Seek independent external advice: benchmarking advisory report
Tailored advice & recommendations
While the foregoing examples are “data only” and can be provided to anyone, recommendations can only be legally given to non-executive directors in listed companies. In this example, after the client sense-checked their remuneration with the Guide, and then obtained the bespoke data-only report, the Board decided to engage GRG to provide tailored advice in a benchmarking advisory report, which proceeded as follows:
- GRG built a tailored pay-banding model across the whole executive team, reflecting market-anchor points from the data-only report, and then built a customised model of the organisation design based on role descriptions, the organisation chart, and discussion.
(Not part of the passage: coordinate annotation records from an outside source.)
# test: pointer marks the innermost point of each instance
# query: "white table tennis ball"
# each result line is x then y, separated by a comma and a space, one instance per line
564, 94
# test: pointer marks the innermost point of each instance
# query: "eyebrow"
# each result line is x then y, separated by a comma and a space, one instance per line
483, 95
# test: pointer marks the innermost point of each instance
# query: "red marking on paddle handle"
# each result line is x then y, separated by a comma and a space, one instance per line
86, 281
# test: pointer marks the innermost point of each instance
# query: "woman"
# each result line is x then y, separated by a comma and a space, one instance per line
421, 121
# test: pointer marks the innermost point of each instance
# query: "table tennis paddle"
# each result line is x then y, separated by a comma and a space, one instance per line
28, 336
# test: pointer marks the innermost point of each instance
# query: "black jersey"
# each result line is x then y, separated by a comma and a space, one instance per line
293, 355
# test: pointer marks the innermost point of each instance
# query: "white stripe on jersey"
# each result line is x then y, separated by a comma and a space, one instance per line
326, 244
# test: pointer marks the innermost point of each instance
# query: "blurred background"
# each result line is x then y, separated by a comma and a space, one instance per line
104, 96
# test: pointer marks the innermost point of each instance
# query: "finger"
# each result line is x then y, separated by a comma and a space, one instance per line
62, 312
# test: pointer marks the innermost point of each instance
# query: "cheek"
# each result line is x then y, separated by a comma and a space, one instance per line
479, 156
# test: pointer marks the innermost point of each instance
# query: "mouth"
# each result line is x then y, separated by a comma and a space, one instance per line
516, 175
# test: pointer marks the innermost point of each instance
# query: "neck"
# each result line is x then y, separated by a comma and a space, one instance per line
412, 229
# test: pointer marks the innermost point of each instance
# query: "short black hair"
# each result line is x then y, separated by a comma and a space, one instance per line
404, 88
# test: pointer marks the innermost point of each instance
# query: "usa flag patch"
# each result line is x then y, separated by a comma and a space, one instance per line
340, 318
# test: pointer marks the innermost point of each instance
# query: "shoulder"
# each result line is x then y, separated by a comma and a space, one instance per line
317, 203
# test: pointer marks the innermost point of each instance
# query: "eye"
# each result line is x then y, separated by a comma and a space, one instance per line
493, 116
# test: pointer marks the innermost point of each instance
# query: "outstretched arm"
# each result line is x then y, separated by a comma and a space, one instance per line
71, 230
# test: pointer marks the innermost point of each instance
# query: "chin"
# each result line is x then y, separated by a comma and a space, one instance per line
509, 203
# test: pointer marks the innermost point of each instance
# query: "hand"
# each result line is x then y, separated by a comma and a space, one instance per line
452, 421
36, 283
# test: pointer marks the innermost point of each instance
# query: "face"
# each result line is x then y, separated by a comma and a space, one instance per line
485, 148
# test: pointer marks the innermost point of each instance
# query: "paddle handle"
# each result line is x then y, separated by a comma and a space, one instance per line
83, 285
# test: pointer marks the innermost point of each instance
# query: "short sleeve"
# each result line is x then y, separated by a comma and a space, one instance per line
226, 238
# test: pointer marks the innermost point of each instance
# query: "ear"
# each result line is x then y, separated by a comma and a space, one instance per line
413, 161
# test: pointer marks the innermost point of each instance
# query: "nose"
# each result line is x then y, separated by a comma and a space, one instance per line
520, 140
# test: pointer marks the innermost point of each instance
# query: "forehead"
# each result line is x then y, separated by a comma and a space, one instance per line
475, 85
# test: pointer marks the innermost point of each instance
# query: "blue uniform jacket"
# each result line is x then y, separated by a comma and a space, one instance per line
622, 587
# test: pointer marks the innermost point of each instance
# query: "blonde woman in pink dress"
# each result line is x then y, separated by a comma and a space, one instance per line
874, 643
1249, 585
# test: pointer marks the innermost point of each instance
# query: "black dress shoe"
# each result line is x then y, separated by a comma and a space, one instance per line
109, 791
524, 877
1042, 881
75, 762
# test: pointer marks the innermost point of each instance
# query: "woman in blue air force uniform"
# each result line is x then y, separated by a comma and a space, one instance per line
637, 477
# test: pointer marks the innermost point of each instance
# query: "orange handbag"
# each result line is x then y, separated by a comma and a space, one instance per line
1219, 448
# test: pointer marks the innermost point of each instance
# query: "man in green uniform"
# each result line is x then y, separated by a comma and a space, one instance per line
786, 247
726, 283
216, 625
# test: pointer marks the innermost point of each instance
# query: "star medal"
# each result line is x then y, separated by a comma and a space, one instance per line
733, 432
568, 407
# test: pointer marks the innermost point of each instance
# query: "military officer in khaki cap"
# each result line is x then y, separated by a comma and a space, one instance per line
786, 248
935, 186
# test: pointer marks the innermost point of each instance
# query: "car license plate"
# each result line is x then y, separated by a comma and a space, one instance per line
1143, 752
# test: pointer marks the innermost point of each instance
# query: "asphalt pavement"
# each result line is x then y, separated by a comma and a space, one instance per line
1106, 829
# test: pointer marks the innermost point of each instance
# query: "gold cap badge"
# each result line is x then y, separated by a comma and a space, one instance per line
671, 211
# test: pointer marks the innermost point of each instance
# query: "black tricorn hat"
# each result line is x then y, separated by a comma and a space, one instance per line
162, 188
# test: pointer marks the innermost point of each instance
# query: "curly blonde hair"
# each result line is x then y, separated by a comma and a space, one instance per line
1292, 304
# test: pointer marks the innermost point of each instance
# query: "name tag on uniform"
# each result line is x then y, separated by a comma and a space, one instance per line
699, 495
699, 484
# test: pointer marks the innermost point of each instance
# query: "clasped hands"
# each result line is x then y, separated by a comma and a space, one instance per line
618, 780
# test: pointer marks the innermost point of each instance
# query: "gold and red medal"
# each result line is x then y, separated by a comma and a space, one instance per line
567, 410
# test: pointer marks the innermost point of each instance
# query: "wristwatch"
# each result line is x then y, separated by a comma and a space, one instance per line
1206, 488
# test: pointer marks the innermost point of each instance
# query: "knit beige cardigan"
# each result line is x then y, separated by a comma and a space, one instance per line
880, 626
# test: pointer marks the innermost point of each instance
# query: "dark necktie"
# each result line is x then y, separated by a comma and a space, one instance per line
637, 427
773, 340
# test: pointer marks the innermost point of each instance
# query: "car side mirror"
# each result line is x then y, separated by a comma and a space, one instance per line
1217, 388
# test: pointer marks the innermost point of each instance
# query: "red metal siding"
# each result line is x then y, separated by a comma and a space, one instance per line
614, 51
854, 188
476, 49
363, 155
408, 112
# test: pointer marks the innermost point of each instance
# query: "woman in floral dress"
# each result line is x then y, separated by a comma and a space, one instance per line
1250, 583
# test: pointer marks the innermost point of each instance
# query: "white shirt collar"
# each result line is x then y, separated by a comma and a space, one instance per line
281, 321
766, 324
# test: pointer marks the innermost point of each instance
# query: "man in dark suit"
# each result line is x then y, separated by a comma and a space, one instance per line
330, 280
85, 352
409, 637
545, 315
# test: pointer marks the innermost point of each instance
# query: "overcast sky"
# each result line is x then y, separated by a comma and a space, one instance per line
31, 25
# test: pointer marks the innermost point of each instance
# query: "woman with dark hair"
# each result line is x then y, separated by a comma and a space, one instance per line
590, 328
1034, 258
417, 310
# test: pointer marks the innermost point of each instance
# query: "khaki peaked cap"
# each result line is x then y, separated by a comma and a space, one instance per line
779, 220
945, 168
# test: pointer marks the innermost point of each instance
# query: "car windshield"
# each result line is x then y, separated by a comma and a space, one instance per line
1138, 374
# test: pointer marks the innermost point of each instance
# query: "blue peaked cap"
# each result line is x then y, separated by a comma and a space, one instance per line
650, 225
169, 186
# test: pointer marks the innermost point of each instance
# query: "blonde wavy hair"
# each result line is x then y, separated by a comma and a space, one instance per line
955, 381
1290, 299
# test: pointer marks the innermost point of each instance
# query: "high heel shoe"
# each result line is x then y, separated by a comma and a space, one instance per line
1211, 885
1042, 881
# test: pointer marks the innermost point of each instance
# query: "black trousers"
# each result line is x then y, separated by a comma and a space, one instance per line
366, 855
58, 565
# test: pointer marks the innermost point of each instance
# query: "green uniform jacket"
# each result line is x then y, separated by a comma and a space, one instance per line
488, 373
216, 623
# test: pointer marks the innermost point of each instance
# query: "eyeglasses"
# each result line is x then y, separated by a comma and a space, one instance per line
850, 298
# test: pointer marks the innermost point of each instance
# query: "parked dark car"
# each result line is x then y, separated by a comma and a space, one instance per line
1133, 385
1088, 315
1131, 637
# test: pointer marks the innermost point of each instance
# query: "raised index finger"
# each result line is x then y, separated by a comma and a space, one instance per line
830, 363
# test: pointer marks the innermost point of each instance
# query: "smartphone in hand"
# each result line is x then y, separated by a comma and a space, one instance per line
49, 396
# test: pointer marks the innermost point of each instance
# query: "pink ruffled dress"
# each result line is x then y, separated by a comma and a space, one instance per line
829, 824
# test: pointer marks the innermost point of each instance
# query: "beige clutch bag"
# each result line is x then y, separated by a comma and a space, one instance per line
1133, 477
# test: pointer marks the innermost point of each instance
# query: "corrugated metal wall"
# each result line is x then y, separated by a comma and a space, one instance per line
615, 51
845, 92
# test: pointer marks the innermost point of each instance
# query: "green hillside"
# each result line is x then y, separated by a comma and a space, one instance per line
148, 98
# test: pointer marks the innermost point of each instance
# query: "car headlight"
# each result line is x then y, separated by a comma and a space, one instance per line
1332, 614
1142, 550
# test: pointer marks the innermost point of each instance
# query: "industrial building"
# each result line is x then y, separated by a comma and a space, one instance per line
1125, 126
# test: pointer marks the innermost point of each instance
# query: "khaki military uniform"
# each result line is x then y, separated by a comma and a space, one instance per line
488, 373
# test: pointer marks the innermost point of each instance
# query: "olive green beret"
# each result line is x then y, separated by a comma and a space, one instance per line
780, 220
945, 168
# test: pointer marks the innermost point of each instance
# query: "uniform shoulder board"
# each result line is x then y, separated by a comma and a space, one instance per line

- This resulted in “slotting” of roles relative to a) typical market positions and b) other executives inside the Company. In this case, the CFO role was identified as being “a step down” from a typical CFO role, because the CEO role had taken the financial strategy accountability from the CFO role, and was slotted one position below the typical CFO position.
- This led to a recommendation for the incumbent to receive $330,000 in Fixed Pay, alongside a 35% Short Term Variable Remuneration target, and a 35% Long Term Variable Remuneration target expectation (note: target is not stretch/maximum).
- The resultant total package of $561,000 fell low in the data range, but represented a significant increase on the current package, which retained the incumbent, and was appropriate to industry, company scale, the company’s specific role design and role relativities.
- Further, GRG recommended that the 10% Fixed Pay increase be delivered in the form of 12-month-tested Service Rights (as part of Fixed Pay), to reduce cash-flow impact, support retention, and to compete with peers offering additional equity in the technology space.
- Similarly, it was recommended 50% of the STVR be settled in Restricted Rights (no “risk of forfeiture” but subject to clawback and favourable tax treatment) to reduce the cash-flow impact of variable remuneration increases, while increasing “skin-in-the-game”.
There will be times when each of the available benchmarking approaches will be appropriate to your circumstances. Typically, tailored advice is only sought every 2–3 years or if circumstances have changed substantially e.g. >25% change in market capitalisation, major change in organisation design or role design, or critical feedback from stakeholders is received. In between major reviews, off-the-shelf solutions like the Guide can tell you which way the wind is blowing, and if you might be materially out-of-the-market.
While tailored advice can help get you to the right outcome faster and more efficiently than interpreting market data yourself, you may prefer not to receive recommendations or perhaps a data-only check give you the comfort you need. In this case data-only or off-the-shelf reports will be the best solution for you.